Let’s imagine that you first find a QA specialist. So then what is the next step? Do you already have a plan about what he or she will be doing the first day at the office? Do you already know how to organize his or her work effectively? Do you already know what tools he or she will need to use?


I would strongly recommend beginning with searching for an experienced and qualified QA manager or QA team lead, depending on your budget and needs. There are many reasons for this:

  •  An experienced QA manager or team lead can make an assessment of the job that should be done, its complexity and difficulty.
  • After having found this person, an estimation of the number of team members can be provided, as well as their level of knowledge, experience and professional skills. It may help you save money, since you will not overpay an employee for skills and experience that are not required.
  • The professional QA manager or team lead can also help with searching and choosing the test tools, such as the test tracking and management tool, the test automation tool, etc. This can also save you money, because you will buy exactly what your company needs, and will not overpay for functionality, complexity and brand name.
  • Finally, the QA manager will set up the work of your QA department effectively and keep each team member active. Hopefully, everyone should be busy from the first minute.

Once QA people are hired, the department has been created. It may look like everything is in the right order, but here are more not-so-obvious mistakes that could occur and potentially ruin all the previous efforts.

Mistake #5. Not properly defining objectives.

Many QA departments are established with objectives such as:

  • Improving quality
  • Implementing a new methodology
  • Process improvement
  • Achieving CMM level X


These are good secondary objectives, but do not forget that the primary objective of any QA department is to ensure successful projects. What is a successful project?

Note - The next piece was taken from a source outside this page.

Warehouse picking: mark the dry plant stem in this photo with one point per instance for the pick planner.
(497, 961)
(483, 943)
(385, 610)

I can define it as encompassing two major criteria: the client is satisfied and the business is profitable.

Mistake #6. QA department is not involved in the company’s life and planning

Very often QA departments are positioned very low in organizations, and this causes many issues:

  • Miscommunication with other departments.
  • The QA department cannot be staffed properly because of insufficient compensation, skills issues, etc.
  • It is more difficult to escalate issues to the proper level of management that can solve them, etc.

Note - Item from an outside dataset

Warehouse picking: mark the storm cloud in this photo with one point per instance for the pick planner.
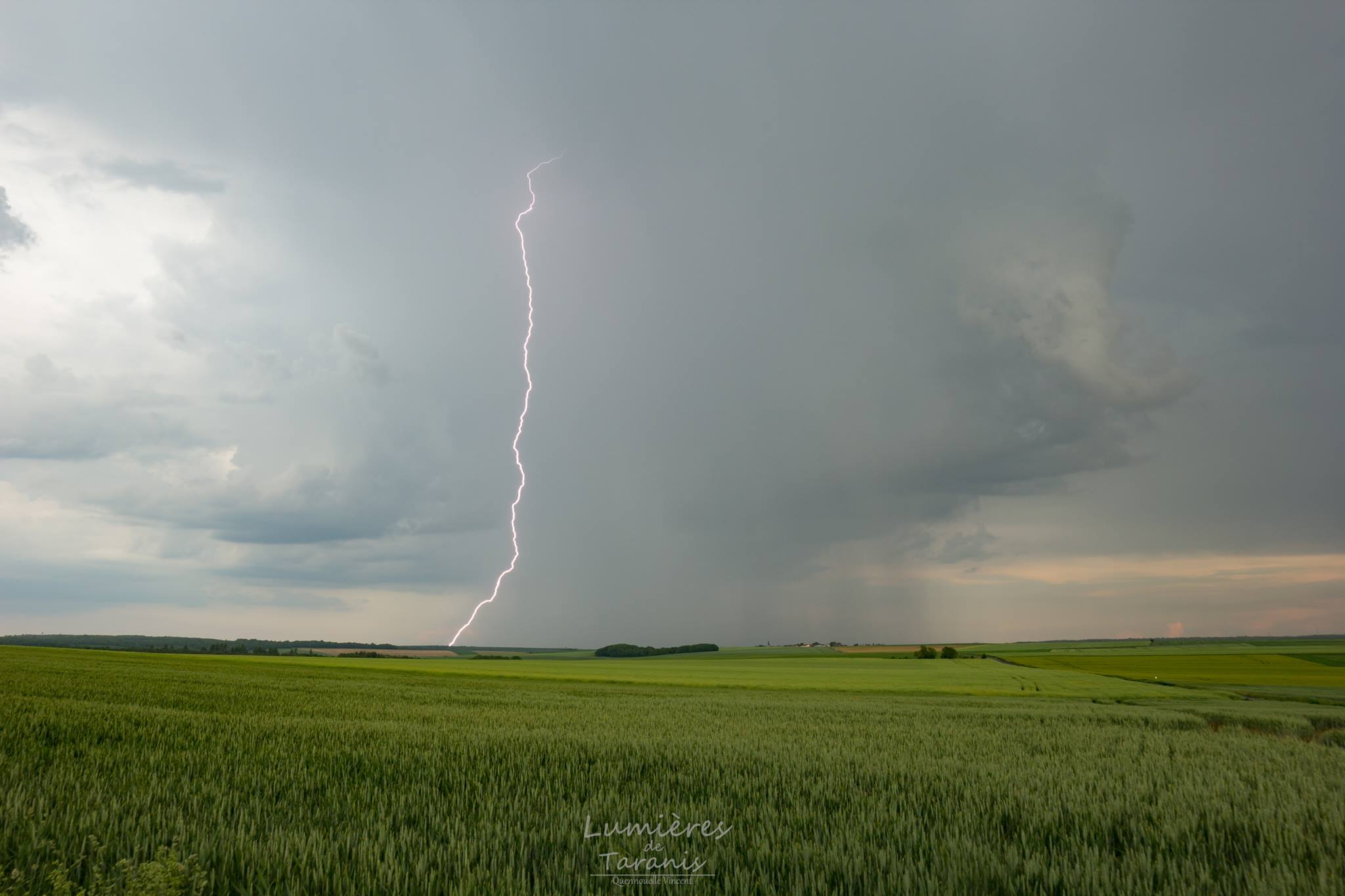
(844, 314)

At one of my previous company, I was even told that QAs were not allowed to use bug
tracking tool, because it was only for developers!


The QA department must be a part of or positioned higher than the application development organization. The QA staff responsible for conducting the reviews should be at a peer level or higher than the project managers. To effectively address more than superficial software-quality issues, the QA department needs to both understand software development and work closely with the people developing the software.


If you have escaped all these simple mistakes and your QA department operates effectively, then very soon you will notice some of those benefits:

  • Significantly increased project profitability.
  • Improved customer satisfaction.
  • Visibly increasing the company’s competitive advantage.

About the author

Veronika Olshevskaya is a QA manager at QA Globo Consulting. She has more than 7 years of extensive experience as a QA Engineer and QA team lead.

2 Comments on 6 Common Mistakes When Setting Up a QA Department

  1. I found this information very much positive and the position of QA.
    Good approach if any company adopts.

  2. Very well put together. In particular #3 – dev must never have control over QA. To do so is to threaten QA’s ability to provide unbiased results.